Every AI system diagram now has a box labelled “orchestrator”.
It is usually the biggest box. It often sits in the middle. Arrows go in, arrows go out. Sometimes it's a graph. Sometimes it's a loop. Occasionally it's a hexagon.
It is, in all cases, doing a lot of emotional labour.
The idea is straightforward enough.
LLMs are unreliable. They hallucinate, they drift, they occasionally decide that now is the moment to write a sonnet instead of calling your API. So we wrap them in something more structured—something that can coordinate steps, retry failures, and keep the whole thing on the rails.
This is “orchestration”.
And there are, at this point, a few distinct schools of thought on how to do it.
First, the graph people.
They will draw you a DAG. Each node is a step: call the model, hit a tool, validate the output. The edges define the flow. It looks clean, declarative. You can almost believe it will work first time.
Until you realise most of your edges are actually “if this looks a bit wrong, try again but differently”, which is not so much a graph as a polite fiction.
Then there are the workflow engine people.
They bring in serious machinery. Durable execution. Retries. Backoff strategies. Observability. If a step fails, it will be retried 17 times across multiple availability zones before finally giving up in a well-instrumented manner.
This is reassuring, right up until you notice you are now reliably retrying something that was never going to work in the first place.
There are also the minimalists.
“It's just a loop,” they say, correctly. Call the model, inspect the output, decide what to do next. No frameworks, no abstractions.
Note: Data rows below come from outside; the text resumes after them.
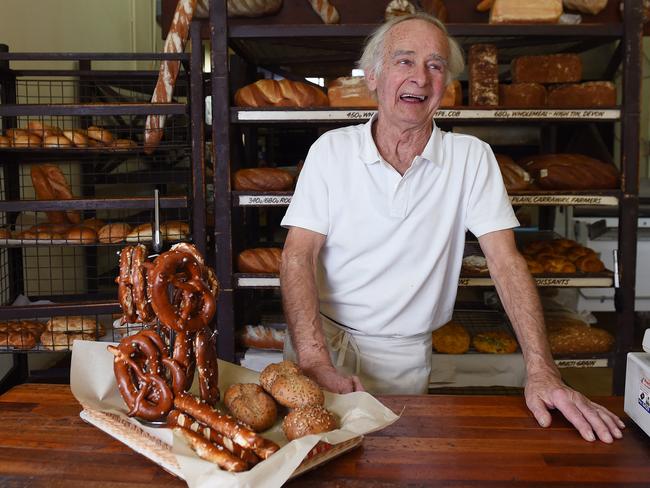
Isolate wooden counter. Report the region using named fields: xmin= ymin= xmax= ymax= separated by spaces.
xmin=0 ymin=385 xmax=650 ymax=488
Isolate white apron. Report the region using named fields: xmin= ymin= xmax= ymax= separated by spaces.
xmin=284 ymin=315 xmax=432 ymax=395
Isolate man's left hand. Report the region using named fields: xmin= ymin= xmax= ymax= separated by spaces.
xmin=525 ymin=373 xmax=625 ymax=443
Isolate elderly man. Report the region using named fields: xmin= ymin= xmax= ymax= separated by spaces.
xmin=281 ymin=14 xmax=624 ymax=442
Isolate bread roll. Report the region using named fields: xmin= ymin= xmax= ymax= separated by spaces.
xmin=432 ymin=321 xmax=470 ymax=354
xmin=327 ymin=76 xmax=377 ymax=108
xmin=223 ymin=383 xmax=278 ymax=432
xmin=43 ymin=134 xmax=72 ymax=148
xmin=86 ymin=125 xmax=113 ymax=146
xmin=63 ymin=130 xmax=88 ymax=147
xmin=65 ymin=226 xmax=97 ymax=244
xmin=125 ymin=224 xmax=153 ymax=242
xmin=31 ymin=164 xmax=81 ymax=224
xmin=282 ymin=405 xmax=339 ymax=441
xmin=237 ymin=247 xmax=282 ymax=274
xmin=519 ymin=154 xmax=619 ymax=190
xmin=271 ymin=374 xmax=325 ymax=408
xmin=97 ymin=222 xmax=131 ymax=244
xmin=472 ymin=330 xmax=517 ymax=354
xmin=233 ymin=168 xmax=293 ymax=191
xmin=495 ymin=154 xmax=532 ymax=191
xmin=440 ymin=80 xmax=463 ymax=108
xmin=490 ymin=0 xmax=563 ymax=24
xmin=467 ymin=44 xmax=499 ymax=107
xmin=499 ymin=83 xmax=546 ymax=108
xmin=260 ymin=361 xmax=302 ymax=393
xmin=235 ymin=79 xmax=329 ymax=108
xmin=510 ymin=54 xmax=582 ymax=83
xmin=547 ymin=81 xmax=616 ymax=108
Just code.
This works surprisingly well, until your loop contains twelve special cases, three escape hatches, and a comment that says “not sure why this fixes it”.
And finally, the multi-agent enthusiasts.
If one unreliable model is a problem, the solution is clearly several of them, talking to each other. Perhaps with roles. Perhaps with a supervisor. Perhaps with a voting system.
At this point you have not so much orchestrated the system as recreated a small, confused organisation.
What's striking is that all of these approaches, despite their differences, tend to converge.
Not in design, but in behaviour.
They all end up doing roughly the same things:
- calling a model
- inspecting a messy output
- deciding whether it's “good enough”
- trying again if it isn't
With some state threaded through, and a growing collection of edge cases.
In other words: a loop with opinions.
The reason for this convergence is slightly uncomfortable.
We don't actually know what the “steps” are.
In a traditional system, you can decompose a task with some confidence. This function parses input. That one validates it. This one writes to the database. Each step has a clear contract. Inputs in, outputs out.
With LLMs, that boundary is… negotiable.
Is “summarise this document” a single step? Usually. Until the summary is subtly wrong. Or incomplete. Or formatted in a way that breaks the next step. Now you need validation. Maybe a retry. Maybe a second model. Maybe a human.
What was a step is now a conversation.
And once your “steps” are fuzzy, everything built on top of them becomes fuzzy too.
So we add orchestration.
Not because we love orchestration, but because we're trying to stabilise something that doesn't have a stable shape.
The orchestrator ends up absorbing all the ambiguity:
- What counts as success?
- When do we retry?
- How do we recover from partial progress?
- What do we do when the model is confidently wrong?
These are not really orchestration problems. They're “what is this task, exactly?” problems.
But “task definition layer” doesn't fit as nicely in a diagram.
This is why orchestration code has a tendency to sprawl.
It starts as a clean abstraction—a graph, a workflow, a loop—and slowly accumulates exceptions. Little patches of logic that handle the cases where the model didn't quite behave as expected.
Over time, the orchestrator stops being a coordinator and becomes a kind of diplomatic layer between you and the model. Interpreting, correcting, nudging things along.
Doing, as mentioned, a lot of emotional labour.
So when we say “we need better orchestration”, it's worth being a bit suspicious of what we mean.
Because often what we're really saying is:
we don't yet have a clean way to describe what this system is supposed to do, step by step, in a way that survives contact with a language model
Until we do, the orchestration layer will continue to expand to fill that gap.
More nodes. More retries. More agents. Better diagrams.
The box in the middle gets bigger.
Orchestration isn't a layer in the stack.
It's what we call the part of the system we don't have a proper abstraction for yet.